La miró con ternura, no aguantaría que le ocurriera lo mismo que a la mujer pelirroja. 


El Flautista suspiró mientras sujetaba con firmeza el espejo de Bestia. Observarlos a todos era una tarea pesada pero necesaria después del traspiés con la sirena. La miró con pesar, bien sabía que no estaba muerta y aún así, verla inmóvil en aquella cama le hizo dudar del plan que había puesto en marcha. Las vidas se estaban cruzando de forma inesperada ¿Cenicienta y Peter Pan? ¡Quien lo hubiera dicho! Sacudió la cabeza, Peter había resultado ser un caso difícil, recordaba más que ninguno de los otros personajes, suponía que por su forma de aferrarse a su niño interior, pero sus miedos parecían haberse hecho mas grandes y resultaba imprevisible. 

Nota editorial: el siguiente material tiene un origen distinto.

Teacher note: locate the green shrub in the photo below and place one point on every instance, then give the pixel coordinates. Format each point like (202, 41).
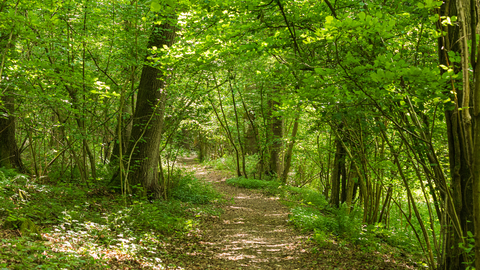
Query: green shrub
(307, 196)
(252, 183)
(189, 189)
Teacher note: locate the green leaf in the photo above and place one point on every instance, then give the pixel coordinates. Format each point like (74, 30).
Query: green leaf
(361, 15)
(329, 19)
(155, 6)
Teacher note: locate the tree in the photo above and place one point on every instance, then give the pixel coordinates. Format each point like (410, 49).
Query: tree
(146, 134)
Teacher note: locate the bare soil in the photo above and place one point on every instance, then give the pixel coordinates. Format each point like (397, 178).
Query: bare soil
(253, 233)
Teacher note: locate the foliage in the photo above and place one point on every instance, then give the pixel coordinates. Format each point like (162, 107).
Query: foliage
(253, 183)
(90, 228)
(189, 189)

Acarició el cabello rojo de la mujer, metió el espejo en el armario y echó la llave, no iba a arriesgarse a cometer el mismo error dos veces. Pensó en Hada Madrina ¿Cuánto tardarían en volver a verse? Salió de nuevo a la barra y se animó escuchando a los enanos montar la fiesta de esa noche con cajones improvisados. Bella bailaba en el centro, junto al hombre de los bosques. Garfio llevaba dos días sin aparecer, al igual que Campanilla. Suspiró de nuevo, tendría que volver a actuar para que nadie se quedara atrás.